Evolution of Rust, Improving your writing with ChatGPT, Emergent Capabilities of LLMs
Hi colleagues,
In this edition of the engineering ecosystem newsletter, we are switching to a curated format that features a selection of different topics. Our plan is to alternate between this format, which provides an overview of several subjects within the engineering ecosystem, and a format that focuses on a single, in-depth topic. In this curated edition, we will be covering a range of subjects:
Evolution of Rust: The blog How Rust went from a side project to the world’s most-loved programming language tells the story of Rust, a programming language that was created by Mozilla as a side project in 2006 and has become one of the most popular and loved languages among developers. The blog explains the main concept around memory management and security by using a unique system of ownership and borrowing, which contributes to its success.

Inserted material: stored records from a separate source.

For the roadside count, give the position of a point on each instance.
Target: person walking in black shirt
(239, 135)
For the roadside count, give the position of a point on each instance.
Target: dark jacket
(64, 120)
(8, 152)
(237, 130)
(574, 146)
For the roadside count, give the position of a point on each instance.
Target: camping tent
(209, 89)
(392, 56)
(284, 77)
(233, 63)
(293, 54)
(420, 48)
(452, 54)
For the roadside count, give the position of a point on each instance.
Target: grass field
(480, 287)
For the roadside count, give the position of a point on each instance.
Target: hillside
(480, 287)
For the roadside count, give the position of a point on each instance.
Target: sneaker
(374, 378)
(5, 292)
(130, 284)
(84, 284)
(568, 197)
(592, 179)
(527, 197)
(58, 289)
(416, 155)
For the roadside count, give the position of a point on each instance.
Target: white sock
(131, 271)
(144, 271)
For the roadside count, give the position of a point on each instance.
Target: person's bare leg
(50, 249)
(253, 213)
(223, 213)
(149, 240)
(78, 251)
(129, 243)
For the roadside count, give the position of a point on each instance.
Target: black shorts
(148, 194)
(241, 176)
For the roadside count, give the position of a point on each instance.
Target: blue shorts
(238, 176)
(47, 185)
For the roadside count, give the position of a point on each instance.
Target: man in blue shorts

Simple tips to improve your writing with ChatGPT and Bing: The blog post shows how ChatGPT can help writers overcome writer’s block, generate ideas, and improve their style. Besides, it gives some tips on how to use ChatGPT effectively, such as being specific, using keywords, and editing the output. And consider that you should not expect that you do not need to proofread. So don’t ask it for facts that you can’t easily check. Don’t ask it to provide references. Don’t have it do math, or conduct analysis. It will happily fake doing these things for you and the output will mostly likely be wrong.
Emergent capabilities in Large Language Models: The blog post discusses a new paper that investigates how large language models develop emergent skills, such as arithmetic, logic, and commonsense reasoning. More specifically, the paper studies emergence by analyzing the performance of language models as a function of language model scale.